Siguiendo un impulso, diferente de todo aquello que yo pensaba en esa época, hice un pedido: si algún día consiguiera ser el escritor que quise ser y que ya no quiero más, volveré aquí al cumplir cincuenta años, y traeré dos rosas rojas y una blanca.

Nada más que para recordar el bautismo, compré un retrato de Nhá Chica. Durante la vuelta a Río, el desastre: un ómnibus aparece repentinamente frente a mí, desvío el auto en una fracción de segundo, mi cuñado también logra desviarse, el auto que viene atrás embiste el ómnibus, hay una explosión, varios muertos. Nos detenemos al costado del camino, sin saber qué hacer. Busco un cigarrillo en el bolsillo, y veo el retrato de Nhá Chica. Silencioso en su mensaje de protección.

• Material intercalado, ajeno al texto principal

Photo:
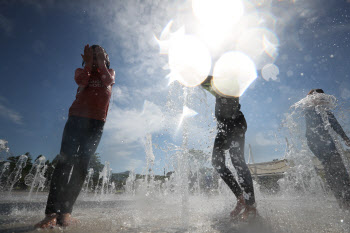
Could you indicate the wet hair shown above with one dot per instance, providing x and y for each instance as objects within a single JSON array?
[
  {"x": 315, "y": 90},
  {"x": 107, "y": 58}
]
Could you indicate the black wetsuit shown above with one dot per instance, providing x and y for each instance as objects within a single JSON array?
[
  {"x": 80, "y": 139},
  {"x": 323, "y": 147},
  {"x": 231, "y": 136}
]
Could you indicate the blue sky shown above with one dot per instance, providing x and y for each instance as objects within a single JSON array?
[{"x": 41, "y": 43}]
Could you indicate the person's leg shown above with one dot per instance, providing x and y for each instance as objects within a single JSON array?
[
  {"x": 337, "y": 177},
  {"x": 89, "y": 142},
  {"x": 218, "y": 160},
  {"x": 60, "y": 175},
  {"x": 236, "y": 132},
  {"x": 69, "y": 147}
]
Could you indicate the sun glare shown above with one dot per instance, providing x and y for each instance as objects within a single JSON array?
[
  {"x": 233, "y": 73},
  {"x": 260, "y": 44},
  {"x": 217, "y": 19},
  {"x": 189, "y": 61}
]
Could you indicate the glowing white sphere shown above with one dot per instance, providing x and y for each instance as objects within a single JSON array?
[
  {"x": 189, "y": 61},
  {"x": 260, "y": 44},
  {"x": 217, "y": 12},
  {"x": 233, "y": 73},
  {"x": 270, "y": 71}
]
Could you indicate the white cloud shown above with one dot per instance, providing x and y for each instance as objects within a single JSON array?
[
  {"x": 133, "y": 164},
  {"x": 10, "y": 114},
  {"x": 131, "y": 125},
  {"x": 265, "y": 139}
]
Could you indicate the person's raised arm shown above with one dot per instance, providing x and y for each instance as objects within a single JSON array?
[
  {"x": 82, "y": 76},
  {"x": 337, "y": 127},
  {"x": 107, "y": 76},
  {"x": 206, "y": 84}
]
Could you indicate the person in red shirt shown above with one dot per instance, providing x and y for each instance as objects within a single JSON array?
[{"x": 81, "y": 135}]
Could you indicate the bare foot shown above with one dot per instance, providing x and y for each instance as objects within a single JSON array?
[
  {"x": 49, "y": 221},
  {"x": 239, "y": 207},
  {"x": 66, "y": 220},
  {"x": 250, "y": 210}
]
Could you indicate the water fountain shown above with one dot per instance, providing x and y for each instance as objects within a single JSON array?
[
  {"x": 88, "y": 183},
  {"x": 5, "y": 169},
  {"x": 16, "y": 174},
  {"x": 35, "y": 177}
]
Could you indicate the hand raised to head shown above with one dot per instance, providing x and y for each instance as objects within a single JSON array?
[{"x": 88, "y": 55}]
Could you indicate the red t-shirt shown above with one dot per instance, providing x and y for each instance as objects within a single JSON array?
[{"x": 93, "y": 94}]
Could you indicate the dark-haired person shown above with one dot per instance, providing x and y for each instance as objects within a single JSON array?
[
  {"x": 81, "y": 135},
  {"x": 323, "y": 147},
  {"x": 232, "y": 126}
]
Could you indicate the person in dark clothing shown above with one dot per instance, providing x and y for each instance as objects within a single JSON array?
[
  {"x": 81, "y": 135},
  {"x": 232, "y": 126},
  {"x": 323, "y": 147}
]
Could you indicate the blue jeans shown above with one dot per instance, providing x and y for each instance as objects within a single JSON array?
[{"x": 80, "y": 139}]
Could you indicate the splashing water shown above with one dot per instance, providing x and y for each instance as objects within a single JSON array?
[
  {"x": 304, "y": 174},
  {"x": 17, "y": 172},
  {"x": 35, "y": 177}
]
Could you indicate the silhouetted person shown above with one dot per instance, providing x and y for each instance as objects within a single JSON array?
[
  {"x": 232, "y": 126},
  {"x": 81, "y": 135},
  {"x": 323, "y": 147}
]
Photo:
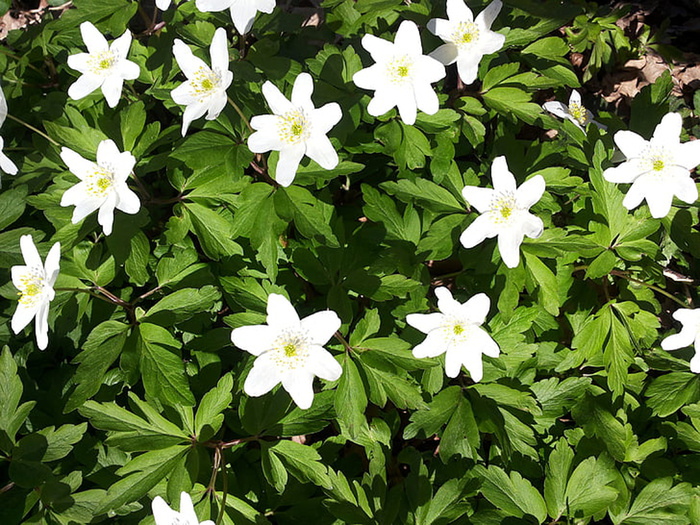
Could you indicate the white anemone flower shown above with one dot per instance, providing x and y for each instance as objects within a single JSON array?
[
  {"x": 290, "y": 350},
  {"x": 242, "y": 11},
  {"x": 164, "y": 515},
  {"x": 296, "y": 129},
  {"x": 575, "y": 111},
  {"x": 689, "y": 334},
  {"x": 102, "y": 184},
  {"x": 205, "y": 89},
  {"x": 456, "y": 331},
  {"x": 104, "y": 65},
  {"x": 402, "y": 75},
  {"x": 504, "y": 212},
  {"x": 658, "y": 168},
  {"x": 466, "y": 40},
  {"x": 35, "y": 282}
]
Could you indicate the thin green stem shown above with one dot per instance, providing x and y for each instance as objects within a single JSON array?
[
  {"x": 35, "y": 130},
  {"x": 240, "y": 113}
]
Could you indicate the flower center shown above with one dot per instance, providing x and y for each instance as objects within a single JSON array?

Allí comenzó mi viaje de regreso a los sueños, a la búsqueda espiritual, a la literatura, y un día me ví de nuevo en el Buen Combate, aquel que uno inicia con el corazón lleno de paz, porque es resultado de un milagro. Nunca me olvidé de las tres rosas. Finalmente, los cincuenta años -que en aquella época parecían tan distantes-terminaron llegando.

Y casi pasan. Durante la Copa del Mundo, fui a Baependi a cumplir mi promesa. Alguien me vió llegar a Caxambú (donde pernocté), y un periodista me vino a entrevistar. Cuando le conté lo que estaba haciendo allí, me pidió:

-Hable sobre Nhá Chica. Su cuerpo fue exhumado esta semana, y el proceso de beatificación está en el Vaticano. Es necesario que la gente dé su testimonio.

-No -dije yo. -Es una historia muy íntima. Sólo hablaría de ella si recibiera una señal.

Y pensé para mí mismo: “¿Y cuál podría ser la tal señal? ¡Si por lo menos alguien hablara en nombre de ella!”

Al día siguiente, tomé el auto, las flores, y fui a Baependi. Me detuve a cierta distancia de la iglesia, recordando al ejecutivo de la casa discográfica que había estado allí tanto tiempo atrás, y las muchas cosas que me habían hecho retornar. Cuando estaba por entrar en la casa, una mujer joven salió de una tienda de ropa:

-Ví que su libro “Maktub” está dedicado a Nhá Chica -dijo ella. -Estoy segura que ella se alegró por eso.

Y no me pidió nada. Pero esa era la señal que estaba esperando. Y éste es el testimonio público que debía rendir.